Naturally, maps were kept hidden since they were one of the main instruments of power, the punishment for those who stole them was death; these object were precious and often a state secret. In the XXI century, maps became totally public and open, just think about OpenStreetMap, that operates following the same concept as Wikipedia, with the objective of sharing knowledge to which anyone can contribute and everyone uses. 

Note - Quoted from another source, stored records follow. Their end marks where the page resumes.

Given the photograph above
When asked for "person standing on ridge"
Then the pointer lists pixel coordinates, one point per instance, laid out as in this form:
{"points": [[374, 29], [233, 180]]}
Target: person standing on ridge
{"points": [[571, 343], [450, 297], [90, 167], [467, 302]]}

The knowledge on collective systems must proceed in the same direction, just like all the good circular economy practices should be open-source and shared. Reinventing what was already designed, perfected and tested, showing its effectiveness is a perverse form of waste. Sharing knowledge and experience, i.e. the proposal of models, can inspire the United States or South-East Asia, China, Africa, which are still anchored to entirely private local systems, centred on waste collection (often not even separate). Italy can offer great examples of integrated systems, based on prevention, recovery and recycling, as shown by CONAI and the six consortiums dedicated to each one of the main materials used for packaging: steel, aluminium, paper, wood, plastic and glass. 

The recent plastic packaging waste import ban in China reopened a global reflection on the definition an adequate framework for separate waste collection and the implementation of circular economy. In very civil states like Oregon and Massachusetts tons of perfectly recyclable materials are sent to landfills, since there is no federal collection system like the one present in Italy. Even China struggles to find a system to increase the domestic separate collection quota, trying to use prize systems (tokens for the purchase of primary goods for those who carry out separate waste collection). The European Circular Economy Laws set the recycled packaging quota at 65% by 2025, and at 70% by 2030 (only 55% for plastic). This will be very simple for some member states. Others might use consortium collection systems as an inspiration, working with eco-designed material and the reduction on produced waste. 

This is what divulging the new CONAI sustainability report means for a magazine like Renewable Matter. Italian collection and consortium systems are the company’s answer to collective, environmental and health problems, in the respect of the directives and objectives fixed by competent and present politics. It could still be improved, of course. But meanwhile, these examples provide a map that can be copy, a map that is necessary to guide companies and citizens toward a different relationship with environmental resources.